Gary grew up in Mechanicsburg, PA, and attended Dickinson College, from which he graduated as a Charles Nisbet Scholar with a BA in Philosophy in 1980. Following a brief period working as a local journalist, Gary entered the Foreign Service in 1984. His first assignment was as vice consul in Vancouver, British Columbia, a job that fostered a strong attachment to Canada for the rest of his life. It also led to a professional focus on consular work that would mark most of his career.

Gary’s later assignments abroad included Algiers, Algeria; Paris, France; Istanbul, Turkey; and Montreal, Canada. His domestic assignments were primarily in the Bureau of Consular Affairs of the Department of State. Gary was promoted into the Senior Foreign Service in 2011 and retired the following year at the rank of Counselor and holding the position of Deputy Director for Canadian Affairs.
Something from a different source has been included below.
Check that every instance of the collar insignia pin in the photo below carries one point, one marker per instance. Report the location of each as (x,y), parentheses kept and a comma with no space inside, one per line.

In addition to the pride Gary took in his work and service to his country, he developed a passion for jazz, fine wine, and good food. He especially loved clams, which he would eat in any way they were prepared, sometimes with regret. Gary also enjoyed traveling, especially to exotic places where he and his wife could see animals in their native habitats. This experience gave them a shared devotion to protecting wildlife and the environment. Among Gary’s talents was a strong talent for writing.

Gary is survived by Michele Chapman, his wife of 32 years whom he met in Algiers, as well as two cats (Zoe and Oliver). Other survivors include his mother, Adelle, sister, Karen, and brother, Steve, along with in-laws Jim and Jackie.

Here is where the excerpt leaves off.